Regarding the album’s lead single, “Broken Wings:” Stereogum continues: “(the) level of drama is absurd, almost fantastical, and it pulls it off … The song is all ominous churn, and it never really kicks in. Instead, it captures a state of sustained anticipation. The synths drone and sigh. The guitars whine and howl. The bassline mutters dejectedly to itself. Little funk-guitar ripples glide across the surface. Even when the drums come thudding in, they’re off-kilter, never quite locked-in. ‘Broken Wings’ works as a five-minute digital gasp. It’s like the whole song is holding its breath, waiting to see if the whole ‘take these broken wings’ line is going to save this relationship.”

Central to that ominous churn is the use of sus2 chords, which keep the listener on the edge of her seat while somewhat obscuring the song’s tonality; all of the chords appearing before the 1:04 mark (the intro and verse 1) are sus2 chords. Sus2 chords were all over pop music during the 1980s, but “Broken Wings” is a particularly good example of the sound. After a start in G# minor, there’s a brief change of weather during the instrumental bridge from 2:31 – 3:10, when the keys of F# minor and its relative A major alternate. Unusually, this is a modulation which is more noticeable as it ends than when it begins, likely affected by the sudden change in texture as we move to a new verse (featuring yet more spartan sus2 chords)! All of the complex songcraft and meticulous production paid off — the tune reached #1 for two weeks and has become a true classic of its era.

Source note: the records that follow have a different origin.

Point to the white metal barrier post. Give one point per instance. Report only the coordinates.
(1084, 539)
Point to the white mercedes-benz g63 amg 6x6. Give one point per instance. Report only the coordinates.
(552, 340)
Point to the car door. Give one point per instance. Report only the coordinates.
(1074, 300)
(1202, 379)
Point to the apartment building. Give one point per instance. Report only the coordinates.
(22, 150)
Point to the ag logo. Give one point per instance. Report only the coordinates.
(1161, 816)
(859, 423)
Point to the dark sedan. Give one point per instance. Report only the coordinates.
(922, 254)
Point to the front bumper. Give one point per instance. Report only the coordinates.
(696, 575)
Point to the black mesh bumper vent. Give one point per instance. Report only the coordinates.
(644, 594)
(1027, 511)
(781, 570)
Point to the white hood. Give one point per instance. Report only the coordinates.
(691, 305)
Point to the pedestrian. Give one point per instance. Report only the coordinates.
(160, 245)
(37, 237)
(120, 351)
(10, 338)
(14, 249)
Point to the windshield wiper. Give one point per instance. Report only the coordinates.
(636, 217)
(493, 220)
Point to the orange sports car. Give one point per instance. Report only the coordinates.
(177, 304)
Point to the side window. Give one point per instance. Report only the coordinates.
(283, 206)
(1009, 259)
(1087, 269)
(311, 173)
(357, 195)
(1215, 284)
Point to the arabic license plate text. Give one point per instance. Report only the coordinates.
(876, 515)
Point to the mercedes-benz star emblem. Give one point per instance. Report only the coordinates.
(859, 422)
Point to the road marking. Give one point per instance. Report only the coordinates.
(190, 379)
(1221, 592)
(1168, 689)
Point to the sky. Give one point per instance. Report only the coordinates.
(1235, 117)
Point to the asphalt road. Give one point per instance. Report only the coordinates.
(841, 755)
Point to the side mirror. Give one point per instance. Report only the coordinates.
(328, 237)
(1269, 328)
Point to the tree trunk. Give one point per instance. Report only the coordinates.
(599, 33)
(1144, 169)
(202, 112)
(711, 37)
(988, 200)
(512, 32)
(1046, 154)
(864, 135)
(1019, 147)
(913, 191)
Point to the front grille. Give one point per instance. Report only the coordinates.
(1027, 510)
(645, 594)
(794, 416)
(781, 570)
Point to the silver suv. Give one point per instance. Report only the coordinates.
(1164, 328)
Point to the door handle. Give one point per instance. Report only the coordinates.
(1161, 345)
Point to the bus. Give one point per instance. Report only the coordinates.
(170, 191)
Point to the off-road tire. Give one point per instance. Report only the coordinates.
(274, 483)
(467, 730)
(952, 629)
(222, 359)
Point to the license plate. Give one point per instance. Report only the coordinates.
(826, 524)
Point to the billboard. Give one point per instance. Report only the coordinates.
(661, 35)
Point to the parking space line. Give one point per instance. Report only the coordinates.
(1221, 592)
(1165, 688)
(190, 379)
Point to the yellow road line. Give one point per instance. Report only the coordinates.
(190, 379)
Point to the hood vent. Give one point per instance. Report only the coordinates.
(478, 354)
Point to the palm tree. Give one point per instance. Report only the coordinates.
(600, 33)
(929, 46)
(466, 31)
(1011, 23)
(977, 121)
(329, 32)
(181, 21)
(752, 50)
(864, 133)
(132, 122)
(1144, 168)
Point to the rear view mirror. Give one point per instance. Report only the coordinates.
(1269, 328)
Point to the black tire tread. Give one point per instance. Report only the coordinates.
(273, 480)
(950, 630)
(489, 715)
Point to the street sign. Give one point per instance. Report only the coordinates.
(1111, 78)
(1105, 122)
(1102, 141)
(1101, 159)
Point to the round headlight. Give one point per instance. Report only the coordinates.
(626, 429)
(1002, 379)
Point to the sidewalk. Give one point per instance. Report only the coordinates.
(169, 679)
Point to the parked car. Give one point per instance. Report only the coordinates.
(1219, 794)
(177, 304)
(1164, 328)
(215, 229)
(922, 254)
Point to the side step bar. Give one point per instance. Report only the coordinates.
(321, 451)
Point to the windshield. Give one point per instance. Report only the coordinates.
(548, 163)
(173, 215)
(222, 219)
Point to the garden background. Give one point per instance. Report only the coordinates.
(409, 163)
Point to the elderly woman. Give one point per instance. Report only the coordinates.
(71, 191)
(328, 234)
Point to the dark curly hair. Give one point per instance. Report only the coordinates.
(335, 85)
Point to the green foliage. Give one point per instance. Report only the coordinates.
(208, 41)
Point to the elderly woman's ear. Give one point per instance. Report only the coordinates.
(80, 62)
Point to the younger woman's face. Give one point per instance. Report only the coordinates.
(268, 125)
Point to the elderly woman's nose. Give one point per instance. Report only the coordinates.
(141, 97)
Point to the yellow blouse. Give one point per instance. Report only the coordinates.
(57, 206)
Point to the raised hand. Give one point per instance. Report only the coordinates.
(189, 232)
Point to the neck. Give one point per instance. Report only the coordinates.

Will Gittens & Bren’nae | I Wanna Dance With Somebody

Whitney Houston’s classic, originally recorded in 1987, is covered here by singer/songwriters Will Gittens and Bren’nae. Gittens, who boasts 60 million views on YouTube, grew up in Nashville and graduated from Berklee College of Music. Drawing his inspiration from Stevie Wonder, Prince, Michael Jackson and others, Gittens has released two albums of acoustic covers. Bren’nae Debarge was a contestant in season 8 of the NBC reality series The Voice.

The track begins in Eb and modulates up a step to F at 2:47.